The leader shows us his room to see the conditions he lives by. But the police prevented Drammens Tidende from going into the premises.
"We live five to a room. We are people but are treated like animals."
Several other people made contact and told the same stories, but didn't want to be in the paper. They feel treated in an unworthy manner, and think that the conditions in the waiting center are the reason for the riots.
An Iraqi resident, who didn't want his name in the paper, shows Aftenposten.no the damage to cars, buildings and sheds. He's been in the Lier center for three months.
"I'm glad for the violence. It's the best way to get attention in Norway. Now everybody knows what's happening here, that we just get 100 kroner a week, and that everything we can do is to eat and sleep," he says.

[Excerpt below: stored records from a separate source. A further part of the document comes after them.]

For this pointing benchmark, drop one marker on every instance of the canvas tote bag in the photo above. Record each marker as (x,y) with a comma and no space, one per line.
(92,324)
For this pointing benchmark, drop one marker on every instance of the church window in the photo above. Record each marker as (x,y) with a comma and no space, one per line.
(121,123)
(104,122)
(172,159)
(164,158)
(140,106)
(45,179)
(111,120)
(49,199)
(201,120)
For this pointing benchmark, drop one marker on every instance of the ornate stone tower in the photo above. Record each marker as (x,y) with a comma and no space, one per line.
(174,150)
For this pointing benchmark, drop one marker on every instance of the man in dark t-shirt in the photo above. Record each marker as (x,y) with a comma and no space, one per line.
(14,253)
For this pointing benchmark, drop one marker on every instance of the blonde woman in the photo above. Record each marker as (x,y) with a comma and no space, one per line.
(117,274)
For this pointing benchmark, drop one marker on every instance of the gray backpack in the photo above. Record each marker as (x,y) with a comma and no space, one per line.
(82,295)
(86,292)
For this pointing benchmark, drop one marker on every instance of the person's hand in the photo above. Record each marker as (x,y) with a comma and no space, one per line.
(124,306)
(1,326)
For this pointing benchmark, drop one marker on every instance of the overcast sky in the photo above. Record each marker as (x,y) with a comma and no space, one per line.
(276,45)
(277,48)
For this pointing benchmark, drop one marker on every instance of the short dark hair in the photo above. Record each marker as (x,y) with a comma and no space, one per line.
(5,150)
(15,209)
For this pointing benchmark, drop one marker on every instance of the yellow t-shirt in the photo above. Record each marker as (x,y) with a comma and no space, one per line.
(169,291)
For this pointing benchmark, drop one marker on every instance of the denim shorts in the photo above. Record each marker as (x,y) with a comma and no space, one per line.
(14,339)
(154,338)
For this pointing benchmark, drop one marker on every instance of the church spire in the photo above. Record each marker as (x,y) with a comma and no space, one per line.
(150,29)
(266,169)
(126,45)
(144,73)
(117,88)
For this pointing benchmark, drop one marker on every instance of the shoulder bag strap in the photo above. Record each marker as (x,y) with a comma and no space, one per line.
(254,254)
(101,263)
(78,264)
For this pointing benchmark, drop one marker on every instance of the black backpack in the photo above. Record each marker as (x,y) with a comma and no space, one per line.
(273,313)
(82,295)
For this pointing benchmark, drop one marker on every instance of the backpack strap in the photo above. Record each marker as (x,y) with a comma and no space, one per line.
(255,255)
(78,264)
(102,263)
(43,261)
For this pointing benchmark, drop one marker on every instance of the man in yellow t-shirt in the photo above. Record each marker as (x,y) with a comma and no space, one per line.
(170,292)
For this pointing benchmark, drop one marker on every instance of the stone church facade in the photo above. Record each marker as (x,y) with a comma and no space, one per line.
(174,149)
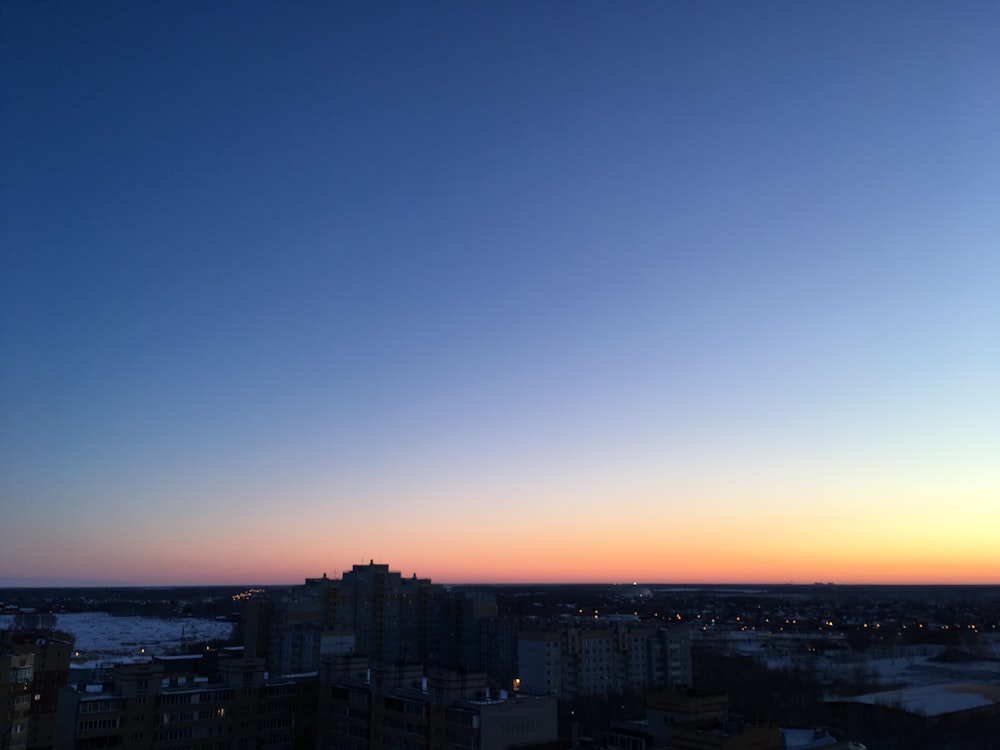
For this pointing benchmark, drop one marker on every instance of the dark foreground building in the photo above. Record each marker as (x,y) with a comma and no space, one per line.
(401,708)
(174,702)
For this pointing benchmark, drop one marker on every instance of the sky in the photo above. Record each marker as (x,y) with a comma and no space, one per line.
(500,291)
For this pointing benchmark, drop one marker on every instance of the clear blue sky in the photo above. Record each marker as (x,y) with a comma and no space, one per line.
(288,286)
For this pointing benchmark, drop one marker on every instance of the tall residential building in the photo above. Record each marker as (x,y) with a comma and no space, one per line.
(48,659)
(374,612)
(401,708)
(582,657)
(172,702)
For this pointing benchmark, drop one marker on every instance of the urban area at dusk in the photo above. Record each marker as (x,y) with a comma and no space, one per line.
(526,375)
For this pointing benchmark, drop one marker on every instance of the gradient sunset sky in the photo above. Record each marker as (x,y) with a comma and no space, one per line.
(512,291)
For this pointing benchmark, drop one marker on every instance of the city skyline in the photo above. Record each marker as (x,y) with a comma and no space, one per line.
(513,292)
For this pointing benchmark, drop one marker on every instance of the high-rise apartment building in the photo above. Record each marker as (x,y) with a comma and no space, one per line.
(173,702)
(402,708)
(33,665)
(582,657)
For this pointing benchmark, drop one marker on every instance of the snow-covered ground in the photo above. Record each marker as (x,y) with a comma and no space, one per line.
(101,637)
(889,666)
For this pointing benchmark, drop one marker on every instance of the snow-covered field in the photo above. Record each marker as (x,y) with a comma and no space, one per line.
(102,637)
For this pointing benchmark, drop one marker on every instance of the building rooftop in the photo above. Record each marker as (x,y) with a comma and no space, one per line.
(934,700)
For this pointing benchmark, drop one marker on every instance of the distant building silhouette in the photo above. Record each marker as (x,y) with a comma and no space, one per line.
(582,657)
(375,612)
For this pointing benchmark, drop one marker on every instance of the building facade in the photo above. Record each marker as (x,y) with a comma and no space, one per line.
(572,658)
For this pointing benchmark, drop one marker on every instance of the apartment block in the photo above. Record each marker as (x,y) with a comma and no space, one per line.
(404,708)
(170,703)
(570,658)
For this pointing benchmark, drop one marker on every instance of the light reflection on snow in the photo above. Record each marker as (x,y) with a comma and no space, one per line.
(104,637)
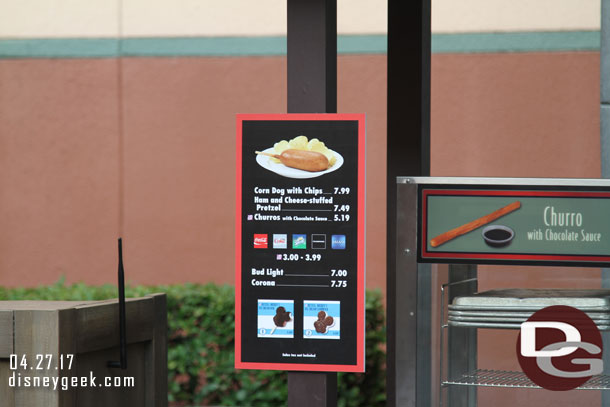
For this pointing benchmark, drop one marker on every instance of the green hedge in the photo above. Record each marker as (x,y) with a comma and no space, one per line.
(201,347)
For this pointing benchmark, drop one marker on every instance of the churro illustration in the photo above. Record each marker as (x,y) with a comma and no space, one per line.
(470,226)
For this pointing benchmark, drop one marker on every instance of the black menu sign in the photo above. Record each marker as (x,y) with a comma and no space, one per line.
(300,242)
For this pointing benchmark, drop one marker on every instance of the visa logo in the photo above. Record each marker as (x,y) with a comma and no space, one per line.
(280,241)
(260,241)
(338,242)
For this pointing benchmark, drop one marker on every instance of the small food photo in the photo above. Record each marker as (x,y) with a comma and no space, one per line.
(275,319)
(321,319)
(299,158)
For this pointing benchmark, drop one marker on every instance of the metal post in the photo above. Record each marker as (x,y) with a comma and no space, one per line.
(605,150)
(312,88)
(408,154)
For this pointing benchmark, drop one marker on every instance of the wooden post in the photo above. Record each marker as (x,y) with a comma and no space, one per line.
(312,88)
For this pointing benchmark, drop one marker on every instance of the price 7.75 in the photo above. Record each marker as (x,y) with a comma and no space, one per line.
(338,273)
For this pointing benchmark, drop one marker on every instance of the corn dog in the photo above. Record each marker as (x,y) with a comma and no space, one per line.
(470,226)
(311,161)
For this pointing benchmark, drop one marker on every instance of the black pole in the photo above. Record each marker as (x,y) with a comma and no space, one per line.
(312,88)
(122,317)
(408,154)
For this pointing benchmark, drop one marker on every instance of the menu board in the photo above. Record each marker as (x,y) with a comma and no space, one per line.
(300,242)
(525,225)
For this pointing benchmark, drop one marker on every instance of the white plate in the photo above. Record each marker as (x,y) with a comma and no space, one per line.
(279,168)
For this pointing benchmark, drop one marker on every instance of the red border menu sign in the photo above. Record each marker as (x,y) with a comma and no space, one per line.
(299,271)
(541,225)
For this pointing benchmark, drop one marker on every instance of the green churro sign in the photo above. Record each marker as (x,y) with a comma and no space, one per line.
(508,226)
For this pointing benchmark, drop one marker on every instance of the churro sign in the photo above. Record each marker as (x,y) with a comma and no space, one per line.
(561,226)
(300,242)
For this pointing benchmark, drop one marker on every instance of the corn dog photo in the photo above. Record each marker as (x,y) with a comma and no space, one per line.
(299,158)
(475,224)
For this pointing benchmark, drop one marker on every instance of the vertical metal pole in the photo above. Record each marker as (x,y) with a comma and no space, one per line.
(312,88)
(605,151)
(408,154)
(312,56)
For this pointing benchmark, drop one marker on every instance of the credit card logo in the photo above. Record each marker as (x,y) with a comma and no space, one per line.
(338,242)
(260,241)
(318,241)
(299,241)
(280,241)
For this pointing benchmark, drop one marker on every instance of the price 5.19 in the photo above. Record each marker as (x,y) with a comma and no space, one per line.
(344,217)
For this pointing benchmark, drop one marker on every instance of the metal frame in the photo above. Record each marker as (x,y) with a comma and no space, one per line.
(413,354)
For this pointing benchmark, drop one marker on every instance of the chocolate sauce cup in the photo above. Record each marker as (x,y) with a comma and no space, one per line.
(498,236)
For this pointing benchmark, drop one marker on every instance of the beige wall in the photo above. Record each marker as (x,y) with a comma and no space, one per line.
(166,18)
(63,165)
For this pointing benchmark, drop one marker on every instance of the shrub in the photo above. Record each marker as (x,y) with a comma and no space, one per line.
(201,346)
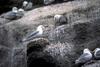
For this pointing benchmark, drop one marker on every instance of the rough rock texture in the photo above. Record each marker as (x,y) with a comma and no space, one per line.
(96,64)
(65,42)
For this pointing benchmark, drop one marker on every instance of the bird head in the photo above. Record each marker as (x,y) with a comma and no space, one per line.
(15,9)
(25,3)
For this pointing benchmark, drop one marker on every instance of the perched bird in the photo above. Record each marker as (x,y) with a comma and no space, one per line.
(10,15)
(20,13)
(85,57)
(97,53)
(47,2)
(27,5)
(39,31)
(60,20)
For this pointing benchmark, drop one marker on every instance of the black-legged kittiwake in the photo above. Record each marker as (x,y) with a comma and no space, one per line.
(97,53)
(10,15)
(60,20)
(20,13)
(39,31)
(85,57)
(27,5)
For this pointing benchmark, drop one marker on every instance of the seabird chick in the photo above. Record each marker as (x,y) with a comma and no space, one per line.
(20,13)
(85,57)
(60,20)
(27,5)
(47,2)
(97,53)
(39,31)
(10,15)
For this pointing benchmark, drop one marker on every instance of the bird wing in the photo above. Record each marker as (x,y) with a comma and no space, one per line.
(84,58)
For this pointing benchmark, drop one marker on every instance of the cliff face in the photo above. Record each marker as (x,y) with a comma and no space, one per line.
(65,42)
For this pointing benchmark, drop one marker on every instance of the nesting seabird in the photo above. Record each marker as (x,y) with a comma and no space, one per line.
(85,57)
(97,53)
(20,13)
(60,20)
(27,5)
(39,32)
(47,2)
(10,15)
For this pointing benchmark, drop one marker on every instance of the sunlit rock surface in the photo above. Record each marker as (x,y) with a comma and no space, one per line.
(65,42)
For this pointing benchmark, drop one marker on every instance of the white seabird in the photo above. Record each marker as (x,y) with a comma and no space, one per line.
(10,15)
(47,2)
(97,53)
(39,32)
(27,5)
(20,13)
(85,57)
(60,19)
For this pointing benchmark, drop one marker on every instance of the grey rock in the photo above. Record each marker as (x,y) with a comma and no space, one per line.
(95,64)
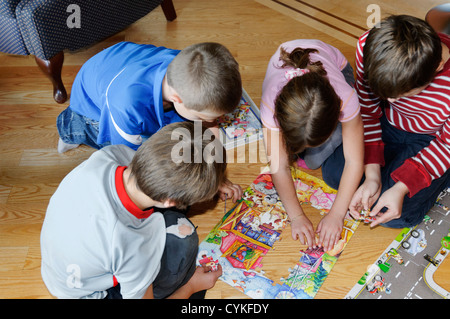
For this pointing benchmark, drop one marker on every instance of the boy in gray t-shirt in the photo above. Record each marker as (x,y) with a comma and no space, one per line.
(109,230)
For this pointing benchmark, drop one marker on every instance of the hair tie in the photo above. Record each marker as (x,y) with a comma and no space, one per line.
(293,73)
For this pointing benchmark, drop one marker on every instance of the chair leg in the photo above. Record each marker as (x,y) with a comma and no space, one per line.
(52,69)
(169,10)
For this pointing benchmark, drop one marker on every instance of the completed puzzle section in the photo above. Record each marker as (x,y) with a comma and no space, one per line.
(251,229)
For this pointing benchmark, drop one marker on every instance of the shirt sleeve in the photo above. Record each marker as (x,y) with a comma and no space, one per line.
(370,111)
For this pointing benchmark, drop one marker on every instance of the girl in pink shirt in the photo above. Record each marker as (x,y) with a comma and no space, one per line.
(308,108)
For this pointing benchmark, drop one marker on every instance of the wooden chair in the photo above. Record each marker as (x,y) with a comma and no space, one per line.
(46,28)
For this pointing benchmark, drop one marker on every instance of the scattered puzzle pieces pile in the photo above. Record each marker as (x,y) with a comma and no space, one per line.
(250,230)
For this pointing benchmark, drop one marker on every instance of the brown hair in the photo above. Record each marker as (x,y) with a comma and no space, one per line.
(206,77)
(401,54)
(307,108)
(161,177)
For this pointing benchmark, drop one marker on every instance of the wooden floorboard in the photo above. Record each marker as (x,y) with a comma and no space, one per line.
(31,169)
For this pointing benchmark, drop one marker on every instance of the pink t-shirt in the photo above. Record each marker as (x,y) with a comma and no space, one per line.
(332,60)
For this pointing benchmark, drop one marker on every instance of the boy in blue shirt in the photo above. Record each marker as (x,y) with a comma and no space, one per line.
(129,91)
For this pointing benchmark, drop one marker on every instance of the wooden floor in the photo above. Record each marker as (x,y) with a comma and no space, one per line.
(31,169)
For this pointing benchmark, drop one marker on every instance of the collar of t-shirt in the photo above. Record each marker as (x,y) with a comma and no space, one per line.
(126,200)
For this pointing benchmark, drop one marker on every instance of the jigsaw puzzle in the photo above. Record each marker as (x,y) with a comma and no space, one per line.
(251,229)
(241,126)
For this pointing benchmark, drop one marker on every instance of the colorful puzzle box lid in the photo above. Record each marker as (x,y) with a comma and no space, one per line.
(242,126)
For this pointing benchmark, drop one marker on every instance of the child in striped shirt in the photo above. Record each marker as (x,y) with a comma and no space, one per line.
(403,85)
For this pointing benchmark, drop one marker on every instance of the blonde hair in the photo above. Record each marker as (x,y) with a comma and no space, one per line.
(162,178)
(307,108)
(206,77)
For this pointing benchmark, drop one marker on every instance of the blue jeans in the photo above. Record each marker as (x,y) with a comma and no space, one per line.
(78,129)
(315,156)
(399,146)
(178,262)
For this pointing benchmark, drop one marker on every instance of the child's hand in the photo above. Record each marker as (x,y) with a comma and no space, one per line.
(303,230)
(230,190)
(329,230)
(365,196)
(392,200)
(204,278)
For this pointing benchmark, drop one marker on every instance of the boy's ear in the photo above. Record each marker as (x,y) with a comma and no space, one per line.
(175,98)
(169,203)
(441,66)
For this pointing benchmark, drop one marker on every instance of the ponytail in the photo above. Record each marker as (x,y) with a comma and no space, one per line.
(299,58)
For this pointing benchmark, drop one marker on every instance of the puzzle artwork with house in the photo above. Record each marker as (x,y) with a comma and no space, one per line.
(250,231)
(242,126)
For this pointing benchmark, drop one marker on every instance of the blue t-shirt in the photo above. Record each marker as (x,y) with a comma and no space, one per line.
(121,88)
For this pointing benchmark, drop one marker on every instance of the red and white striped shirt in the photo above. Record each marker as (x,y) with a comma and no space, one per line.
(425,113)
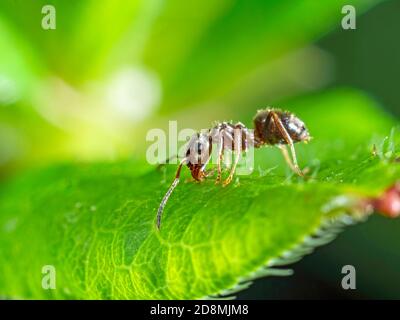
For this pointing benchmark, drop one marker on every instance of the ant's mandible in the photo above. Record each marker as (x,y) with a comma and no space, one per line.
(271,127)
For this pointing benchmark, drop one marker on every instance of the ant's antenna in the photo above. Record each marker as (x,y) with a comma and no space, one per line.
(168,194)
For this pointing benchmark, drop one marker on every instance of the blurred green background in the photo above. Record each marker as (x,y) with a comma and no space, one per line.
(90,90)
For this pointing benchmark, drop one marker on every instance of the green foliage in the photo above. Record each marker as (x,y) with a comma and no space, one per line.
(96,222)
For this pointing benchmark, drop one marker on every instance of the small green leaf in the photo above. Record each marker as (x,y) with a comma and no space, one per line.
(95,223)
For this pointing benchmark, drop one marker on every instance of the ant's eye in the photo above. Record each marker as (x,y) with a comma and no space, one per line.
(199,148)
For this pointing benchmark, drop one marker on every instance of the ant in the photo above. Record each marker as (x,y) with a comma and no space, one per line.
(271,127)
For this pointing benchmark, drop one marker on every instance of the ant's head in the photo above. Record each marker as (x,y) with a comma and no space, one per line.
(267,127)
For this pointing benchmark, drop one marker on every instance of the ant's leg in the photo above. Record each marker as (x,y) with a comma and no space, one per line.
(167,161)
(287,157)
(220,156)
(237,151)
(168,194)
(289,141)
(233,169)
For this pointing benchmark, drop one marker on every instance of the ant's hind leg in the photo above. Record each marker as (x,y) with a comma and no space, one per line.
(220,157)
(237,148)
(293,166)
(292,163)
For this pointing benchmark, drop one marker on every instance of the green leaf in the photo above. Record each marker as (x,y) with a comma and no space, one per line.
(95,223)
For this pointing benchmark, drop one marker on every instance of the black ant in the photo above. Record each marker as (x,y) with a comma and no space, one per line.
(271,127)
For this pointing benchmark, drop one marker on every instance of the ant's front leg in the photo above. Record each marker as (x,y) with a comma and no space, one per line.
(220,156)
(293,165)
(289,162)
(237,148)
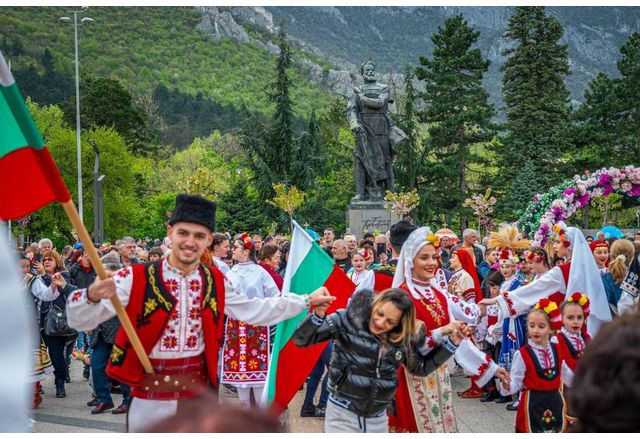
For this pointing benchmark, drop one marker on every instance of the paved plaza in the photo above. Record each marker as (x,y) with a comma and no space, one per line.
(71,414)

He participated in the riots during the night, and thinks it's the only way to change his hopeless situation.
He shows Aftenposten his bedroom, a narrow, small room of 15-20 sqm, shared by five grown men. Some metal lockers for clothes and personal property. Five beds and a desk with a television is all that's there. The TV, says the Iraqi, was obtained by the residents, they didn't get it from the center.
Another resident says that they've been in Norway illegally for years, and says that he's been here since 2002. Some of them have been in the Lier center since it was opened five years ago.
"Look at him down there," one points to a thin man sitting alone under a tree.
"He always sits there, all alone, and speaks to the tree. People go crazy living here, there's nothing to do besides eating and sleeping," says the man, originally from Somalia. He's been in Norway for the past nine years and says he's a 'Dubliner' and in theory should go back to Italy.